Predictive coding is used to describe very different approaches in the neuroscience literature [3]. This paper understood the term as representing prediction error by neural responses. Alternatively, it has been defined as neurons that preferentially encode stimuli that carry information about the future [4]. The two definitions are not necessarily consistent with each other, since the neurons representing errors might not be predictive about the future.
Bayesian inference uses the sensory input to compute the posterior over latent variables. Based on this posterior, the brain might pick an ideal point estimate about the latent. This preferred latent could then be used to compute a prediction about input.
Predictive coding doesn’t specify how to generate predictions, whereas Bayesian inference offers a natural way to compute the prediction. It seems natural to combine them to create Bayesian predictive coding. In [5], a hierarchical model that use neurons to carry out the prediction error generated by the bottom-up inputs and top-down predictions is built to model the vision system. Several experimental results (e.g. surrounding suppression) can be explained by this hierarchical Bayesian predictive coding model. But this model also used neurons to represent the prediction and latent variables. Thus it’s a more like a hybrid Bayesian predictive and direct variable coding model. We then argued in our journal club about if the pure predictive coding idea is enough to represent the brain’s inference process. Mathematically, this can be understood as follows. If the prior and likelihood are all Gaussians, maximization of posterior with respect to weights is equivalent to the minimization of the sum-of-square error function. If the brain uses gradient descent to perform learning, the gradient of sum-of-square error function will be dependent on the prediction errors. This means the brain need to represent the prediction errors if it is doing optimal Bayesian inference under Gaussian assumption. However, the brain might do suboptimal Bayesian inference. The distribution of input can also be non-Gaussian. Thus in general, only representing prediction error is not enough for the brain to perform Bayesian inference.
One advantage of predictive coding is the brain can save neural representational power by just represent the prediction error. However, this idea doesn’t consider the representation of prediction itself. The brain still must spend neural resources to represent the prediction. The efficient coding framework [6] claims that neural representations are trying to maximize the mutual information between responses and stimulus under some constraints. Under high signal-to-noise ratios, the efficient representation will meet with the representation learned from predictive coding principle [7,8]. However, when the signal to noise ratio is small, the efficient coding says that preserving all the stimulus input is more beneficial compared to just preserving the prediction error [7,8]. Thus this predictive coding motif isn’t always true under the efficient coding framework.

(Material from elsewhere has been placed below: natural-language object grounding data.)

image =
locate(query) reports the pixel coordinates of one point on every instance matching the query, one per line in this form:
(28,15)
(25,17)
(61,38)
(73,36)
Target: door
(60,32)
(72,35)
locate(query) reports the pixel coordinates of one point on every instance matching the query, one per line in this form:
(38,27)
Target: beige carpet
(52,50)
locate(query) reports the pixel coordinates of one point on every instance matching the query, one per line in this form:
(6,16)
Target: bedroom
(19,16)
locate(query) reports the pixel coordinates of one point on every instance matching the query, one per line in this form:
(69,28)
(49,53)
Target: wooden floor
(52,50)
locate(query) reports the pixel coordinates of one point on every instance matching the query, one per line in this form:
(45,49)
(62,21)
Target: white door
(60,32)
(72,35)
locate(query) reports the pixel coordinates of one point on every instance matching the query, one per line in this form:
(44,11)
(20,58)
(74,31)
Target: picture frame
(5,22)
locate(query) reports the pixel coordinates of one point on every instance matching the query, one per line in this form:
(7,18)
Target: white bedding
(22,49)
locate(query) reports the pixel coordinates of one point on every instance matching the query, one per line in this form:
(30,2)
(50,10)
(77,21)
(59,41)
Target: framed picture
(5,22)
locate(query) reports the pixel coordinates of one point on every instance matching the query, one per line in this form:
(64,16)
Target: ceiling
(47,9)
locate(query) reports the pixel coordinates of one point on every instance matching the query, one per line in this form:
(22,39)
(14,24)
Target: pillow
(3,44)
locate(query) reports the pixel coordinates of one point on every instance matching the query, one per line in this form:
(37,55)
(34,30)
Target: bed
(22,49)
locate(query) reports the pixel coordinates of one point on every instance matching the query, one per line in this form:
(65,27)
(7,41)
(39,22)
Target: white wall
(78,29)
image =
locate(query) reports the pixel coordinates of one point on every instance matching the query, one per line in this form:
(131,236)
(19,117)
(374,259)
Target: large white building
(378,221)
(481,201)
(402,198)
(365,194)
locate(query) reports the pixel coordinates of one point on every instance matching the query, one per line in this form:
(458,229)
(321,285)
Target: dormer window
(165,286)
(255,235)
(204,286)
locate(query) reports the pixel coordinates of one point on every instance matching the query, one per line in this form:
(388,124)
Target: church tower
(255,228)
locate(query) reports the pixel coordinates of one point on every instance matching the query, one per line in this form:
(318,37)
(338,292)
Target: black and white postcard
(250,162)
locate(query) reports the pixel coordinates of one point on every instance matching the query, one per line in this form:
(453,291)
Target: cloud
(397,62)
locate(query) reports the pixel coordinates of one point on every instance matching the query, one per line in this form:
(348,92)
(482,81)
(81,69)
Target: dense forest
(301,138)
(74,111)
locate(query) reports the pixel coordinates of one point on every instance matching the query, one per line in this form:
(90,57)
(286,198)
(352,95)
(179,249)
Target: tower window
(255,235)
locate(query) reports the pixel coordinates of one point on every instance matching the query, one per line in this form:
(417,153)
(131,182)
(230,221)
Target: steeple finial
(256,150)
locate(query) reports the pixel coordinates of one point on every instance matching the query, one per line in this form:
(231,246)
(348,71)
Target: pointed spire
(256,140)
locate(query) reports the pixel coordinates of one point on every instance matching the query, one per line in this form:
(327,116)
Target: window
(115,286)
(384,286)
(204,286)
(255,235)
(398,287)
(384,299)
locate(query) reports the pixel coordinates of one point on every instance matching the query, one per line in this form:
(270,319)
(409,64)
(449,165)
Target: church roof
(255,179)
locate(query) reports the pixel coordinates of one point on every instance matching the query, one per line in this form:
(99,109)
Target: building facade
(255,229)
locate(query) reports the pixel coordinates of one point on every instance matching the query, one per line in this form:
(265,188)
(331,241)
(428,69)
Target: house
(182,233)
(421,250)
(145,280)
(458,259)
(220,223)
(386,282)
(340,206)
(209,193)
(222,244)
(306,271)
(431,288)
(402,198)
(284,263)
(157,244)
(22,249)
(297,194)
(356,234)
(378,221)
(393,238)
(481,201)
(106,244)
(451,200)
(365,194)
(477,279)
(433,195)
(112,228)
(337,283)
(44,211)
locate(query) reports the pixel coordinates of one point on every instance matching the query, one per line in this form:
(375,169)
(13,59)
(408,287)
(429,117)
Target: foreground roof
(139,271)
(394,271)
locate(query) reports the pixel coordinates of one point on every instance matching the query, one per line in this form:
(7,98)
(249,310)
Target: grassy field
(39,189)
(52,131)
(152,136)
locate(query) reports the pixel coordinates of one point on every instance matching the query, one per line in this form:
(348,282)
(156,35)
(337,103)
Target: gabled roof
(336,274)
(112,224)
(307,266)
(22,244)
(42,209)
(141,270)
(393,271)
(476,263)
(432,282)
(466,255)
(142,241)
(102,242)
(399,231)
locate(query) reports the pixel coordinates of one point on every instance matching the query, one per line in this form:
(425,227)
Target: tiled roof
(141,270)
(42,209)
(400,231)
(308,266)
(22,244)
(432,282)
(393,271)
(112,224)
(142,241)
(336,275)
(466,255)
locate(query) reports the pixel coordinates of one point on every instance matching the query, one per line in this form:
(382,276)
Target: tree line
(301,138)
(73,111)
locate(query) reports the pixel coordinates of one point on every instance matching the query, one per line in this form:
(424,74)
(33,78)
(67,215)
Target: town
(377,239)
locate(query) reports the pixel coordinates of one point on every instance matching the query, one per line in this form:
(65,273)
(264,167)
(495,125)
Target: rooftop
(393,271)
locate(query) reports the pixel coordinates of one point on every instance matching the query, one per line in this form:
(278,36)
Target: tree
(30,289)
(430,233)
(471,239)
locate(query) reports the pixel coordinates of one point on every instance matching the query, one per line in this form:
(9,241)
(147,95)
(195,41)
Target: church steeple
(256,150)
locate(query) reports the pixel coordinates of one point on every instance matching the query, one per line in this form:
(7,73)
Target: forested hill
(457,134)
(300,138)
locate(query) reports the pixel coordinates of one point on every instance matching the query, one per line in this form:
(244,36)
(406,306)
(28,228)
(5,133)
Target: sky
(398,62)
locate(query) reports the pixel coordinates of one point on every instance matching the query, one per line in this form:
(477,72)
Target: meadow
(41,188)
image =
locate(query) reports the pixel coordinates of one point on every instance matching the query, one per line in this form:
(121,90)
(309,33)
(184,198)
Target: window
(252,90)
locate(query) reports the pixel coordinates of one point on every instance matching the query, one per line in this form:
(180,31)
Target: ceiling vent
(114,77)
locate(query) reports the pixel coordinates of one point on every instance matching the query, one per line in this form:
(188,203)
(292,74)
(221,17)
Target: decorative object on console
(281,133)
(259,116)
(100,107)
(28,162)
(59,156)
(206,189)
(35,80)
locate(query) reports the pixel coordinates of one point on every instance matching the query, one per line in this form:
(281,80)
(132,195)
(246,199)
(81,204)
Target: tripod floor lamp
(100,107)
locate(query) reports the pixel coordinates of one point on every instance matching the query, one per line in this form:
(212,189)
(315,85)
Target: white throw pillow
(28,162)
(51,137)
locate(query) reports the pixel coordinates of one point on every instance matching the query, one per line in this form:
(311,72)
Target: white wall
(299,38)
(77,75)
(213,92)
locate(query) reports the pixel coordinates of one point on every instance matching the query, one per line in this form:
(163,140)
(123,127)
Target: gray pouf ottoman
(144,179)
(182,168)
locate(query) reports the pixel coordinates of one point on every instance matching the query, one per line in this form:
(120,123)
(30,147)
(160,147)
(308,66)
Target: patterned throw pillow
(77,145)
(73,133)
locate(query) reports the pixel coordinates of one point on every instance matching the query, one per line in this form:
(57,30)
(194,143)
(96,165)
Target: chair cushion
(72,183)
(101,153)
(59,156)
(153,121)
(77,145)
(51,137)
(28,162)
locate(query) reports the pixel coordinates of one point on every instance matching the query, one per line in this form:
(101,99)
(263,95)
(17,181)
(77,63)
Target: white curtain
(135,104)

In summary, we agreed with the conclusions of this paper. More experiments need to be designed to offer conclusive answers about how the brain performs Bayesian inference. We also can’t rule out the possibility that brain use multiple representations. Unifying such possible representations in a more general theoretical framework would be worth the future efforts of computational neuroscientists.
[1]. Aitchison L, Lengyel M. With or without you: predictive coding and Bayesian inference in the brain. Current Opinion in Neurobiology, 2017, 46: 219-227.

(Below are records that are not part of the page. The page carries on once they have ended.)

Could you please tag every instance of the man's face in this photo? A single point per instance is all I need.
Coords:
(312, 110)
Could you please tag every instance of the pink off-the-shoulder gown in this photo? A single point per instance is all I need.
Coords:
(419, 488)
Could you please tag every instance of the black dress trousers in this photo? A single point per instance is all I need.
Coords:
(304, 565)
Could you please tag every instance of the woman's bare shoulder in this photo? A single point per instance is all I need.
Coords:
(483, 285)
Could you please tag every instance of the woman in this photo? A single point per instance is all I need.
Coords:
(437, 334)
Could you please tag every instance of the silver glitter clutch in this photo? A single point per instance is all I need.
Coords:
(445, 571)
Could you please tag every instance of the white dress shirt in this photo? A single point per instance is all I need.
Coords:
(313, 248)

[2]. Marr D: Vision: a computational investigation into the human representation and processing of visual information. WH San Francisco: Freeman and Company; 1982.
[3]. Chalk M, Marre O, Tkacik G. Towards a unified theory of efficient, predictive and sparse coding. bioRxiv, 2017: 152660.

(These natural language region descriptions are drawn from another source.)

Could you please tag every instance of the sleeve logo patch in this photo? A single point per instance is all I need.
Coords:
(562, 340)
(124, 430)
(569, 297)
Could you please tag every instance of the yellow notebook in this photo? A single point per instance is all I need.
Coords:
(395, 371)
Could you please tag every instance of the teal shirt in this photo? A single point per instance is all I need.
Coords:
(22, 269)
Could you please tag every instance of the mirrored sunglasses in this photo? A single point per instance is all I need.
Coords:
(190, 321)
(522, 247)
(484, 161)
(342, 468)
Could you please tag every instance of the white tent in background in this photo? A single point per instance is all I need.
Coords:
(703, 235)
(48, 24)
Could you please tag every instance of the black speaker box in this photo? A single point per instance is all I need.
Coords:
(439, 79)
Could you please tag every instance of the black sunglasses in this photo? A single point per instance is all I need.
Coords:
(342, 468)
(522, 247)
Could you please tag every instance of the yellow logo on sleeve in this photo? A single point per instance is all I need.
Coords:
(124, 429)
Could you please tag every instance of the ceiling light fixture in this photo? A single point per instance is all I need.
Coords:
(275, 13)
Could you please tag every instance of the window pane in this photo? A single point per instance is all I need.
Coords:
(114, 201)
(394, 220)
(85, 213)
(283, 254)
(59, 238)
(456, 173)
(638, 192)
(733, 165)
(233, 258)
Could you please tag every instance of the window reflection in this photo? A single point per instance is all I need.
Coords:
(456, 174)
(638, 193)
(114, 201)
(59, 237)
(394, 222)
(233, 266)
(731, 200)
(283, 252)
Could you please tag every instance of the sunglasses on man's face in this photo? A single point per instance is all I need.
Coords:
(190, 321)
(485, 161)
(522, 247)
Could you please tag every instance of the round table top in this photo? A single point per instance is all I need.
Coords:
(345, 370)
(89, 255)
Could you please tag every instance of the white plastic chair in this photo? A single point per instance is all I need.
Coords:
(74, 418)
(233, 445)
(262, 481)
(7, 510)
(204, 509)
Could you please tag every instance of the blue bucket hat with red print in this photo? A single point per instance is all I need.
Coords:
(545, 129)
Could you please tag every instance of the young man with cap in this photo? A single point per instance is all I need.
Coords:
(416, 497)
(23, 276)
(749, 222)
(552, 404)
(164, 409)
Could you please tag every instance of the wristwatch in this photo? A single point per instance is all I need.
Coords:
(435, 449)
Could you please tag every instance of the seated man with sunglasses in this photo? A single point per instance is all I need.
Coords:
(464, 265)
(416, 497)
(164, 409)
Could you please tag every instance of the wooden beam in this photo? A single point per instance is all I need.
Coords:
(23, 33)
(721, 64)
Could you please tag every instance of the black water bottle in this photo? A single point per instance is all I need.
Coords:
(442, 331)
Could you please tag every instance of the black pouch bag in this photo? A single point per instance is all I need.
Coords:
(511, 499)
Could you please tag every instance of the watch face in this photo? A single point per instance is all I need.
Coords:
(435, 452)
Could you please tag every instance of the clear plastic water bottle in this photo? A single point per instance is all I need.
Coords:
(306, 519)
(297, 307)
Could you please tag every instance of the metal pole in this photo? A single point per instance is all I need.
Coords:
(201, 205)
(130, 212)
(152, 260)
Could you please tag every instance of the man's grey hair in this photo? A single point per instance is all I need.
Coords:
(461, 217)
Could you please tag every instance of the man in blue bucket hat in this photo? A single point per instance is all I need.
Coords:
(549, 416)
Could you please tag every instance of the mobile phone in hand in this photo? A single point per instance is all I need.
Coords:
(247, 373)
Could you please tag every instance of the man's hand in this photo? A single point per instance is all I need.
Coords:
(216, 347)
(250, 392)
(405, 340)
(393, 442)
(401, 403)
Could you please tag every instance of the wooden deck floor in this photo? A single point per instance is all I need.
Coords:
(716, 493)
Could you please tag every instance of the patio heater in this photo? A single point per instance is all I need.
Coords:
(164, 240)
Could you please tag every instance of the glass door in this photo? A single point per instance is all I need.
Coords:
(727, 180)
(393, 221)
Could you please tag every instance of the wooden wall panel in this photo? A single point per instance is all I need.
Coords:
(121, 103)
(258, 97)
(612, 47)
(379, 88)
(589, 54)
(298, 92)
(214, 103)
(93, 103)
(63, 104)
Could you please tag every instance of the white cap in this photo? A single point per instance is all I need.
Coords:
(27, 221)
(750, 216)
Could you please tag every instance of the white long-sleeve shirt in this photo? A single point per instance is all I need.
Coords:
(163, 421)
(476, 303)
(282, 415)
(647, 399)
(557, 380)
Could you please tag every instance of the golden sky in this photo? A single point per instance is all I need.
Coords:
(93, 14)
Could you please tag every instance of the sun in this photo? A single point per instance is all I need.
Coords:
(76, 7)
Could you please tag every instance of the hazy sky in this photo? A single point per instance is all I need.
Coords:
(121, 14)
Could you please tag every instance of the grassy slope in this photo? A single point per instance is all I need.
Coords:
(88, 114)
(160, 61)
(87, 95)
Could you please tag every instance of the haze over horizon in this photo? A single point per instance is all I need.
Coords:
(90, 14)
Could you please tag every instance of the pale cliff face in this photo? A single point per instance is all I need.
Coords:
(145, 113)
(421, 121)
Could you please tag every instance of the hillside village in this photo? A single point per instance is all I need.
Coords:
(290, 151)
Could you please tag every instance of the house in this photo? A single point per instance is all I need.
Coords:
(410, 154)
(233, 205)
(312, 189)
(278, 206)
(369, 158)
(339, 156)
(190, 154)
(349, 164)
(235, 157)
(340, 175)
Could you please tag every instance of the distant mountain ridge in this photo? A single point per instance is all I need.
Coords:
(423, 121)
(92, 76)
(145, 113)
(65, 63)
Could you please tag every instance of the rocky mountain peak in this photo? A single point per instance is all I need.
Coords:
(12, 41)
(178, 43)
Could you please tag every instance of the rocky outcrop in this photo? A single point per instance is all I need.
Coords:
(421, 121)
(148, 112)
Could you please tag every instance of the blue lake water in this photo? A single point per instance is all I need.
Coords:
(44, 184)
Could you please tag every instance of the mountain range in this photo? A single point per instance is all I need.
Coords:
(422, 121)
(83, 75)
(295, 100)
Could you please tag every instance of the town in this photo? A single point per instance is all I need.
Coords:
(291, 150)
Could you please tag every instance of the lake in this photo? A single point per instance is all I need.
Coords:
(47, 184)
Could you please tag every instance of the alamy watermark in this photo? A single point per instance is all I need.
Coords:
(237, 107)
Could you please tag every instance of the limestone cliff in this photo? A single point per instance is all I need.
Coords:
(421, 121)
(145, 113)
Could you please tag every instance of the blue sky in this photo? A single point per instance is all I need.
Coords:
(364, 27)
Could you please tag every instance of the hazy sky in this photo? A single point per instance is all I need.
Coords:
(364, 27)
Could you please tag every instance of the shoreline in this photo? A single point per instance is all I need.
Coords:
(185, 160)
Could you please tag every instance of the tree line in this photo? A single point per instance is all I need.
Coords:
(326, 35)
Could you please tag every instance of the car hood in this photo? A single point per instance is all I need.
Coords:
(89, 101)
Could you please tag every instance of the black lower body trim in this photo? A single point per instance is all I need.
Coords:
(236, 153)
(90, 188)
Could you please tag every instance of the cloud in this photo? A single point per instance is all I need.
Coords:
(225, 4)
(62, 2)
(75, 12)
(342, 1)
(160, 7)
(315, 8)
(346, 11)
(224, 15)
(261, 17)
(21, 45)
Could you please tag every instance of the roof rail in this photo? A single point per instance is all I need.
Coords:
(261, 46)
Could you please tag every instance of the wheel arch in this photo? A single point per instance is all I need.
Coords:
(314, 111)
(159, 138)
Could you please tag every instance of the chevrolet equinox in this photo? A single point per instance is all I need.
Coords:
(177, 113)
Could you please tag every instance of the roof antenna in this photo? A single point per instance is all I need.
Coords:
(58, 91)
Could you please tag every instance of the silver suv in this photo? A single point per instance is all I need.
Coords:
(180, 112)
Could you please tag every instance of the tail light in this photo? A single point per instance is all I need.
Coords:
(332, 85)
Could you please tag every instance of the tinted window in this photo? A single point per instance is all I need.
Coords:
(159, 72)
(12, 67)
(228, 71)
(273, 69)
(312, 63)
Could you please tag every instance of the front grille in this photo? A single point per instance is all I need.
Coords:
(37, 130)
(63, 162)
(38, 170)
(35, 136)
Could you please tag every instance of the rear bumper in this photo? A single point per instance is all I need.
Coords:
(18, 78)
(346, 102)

[4]. Bialek W, Van Steveninck R R D R, Tishby N. Efficient representation as a design principle for neural coding and computation[C]//Information Theory, 2006 IEEE International Symposium on. IEEE, 2006: 659-663.
[5]. Rao RP, Ballard DH: Predictive coding in the visual cortex: a functional interpretation of some extra-classical receptive-field effects. Nat Neurosci 1999, 2:79-87.
[6]. Barlow H: Possible principles underlying the transformations of sensory messages. In Sensory Communication. Edited by Rosenblith W. MIT Press; 1961:217-234.
[7]. Atick J J, Redlich A N. Towards a theory of early visual processing. Neural Computation, 1990, 2(3): 308-320.
[8]. Srinivasan M V, Laughlin S B, Dubs A. Predictive coding: a fresh view of inhibition in the retina. Proceedings of the Royal Society of London B: Biological Sciences, 1982, 216(1205): 427-459.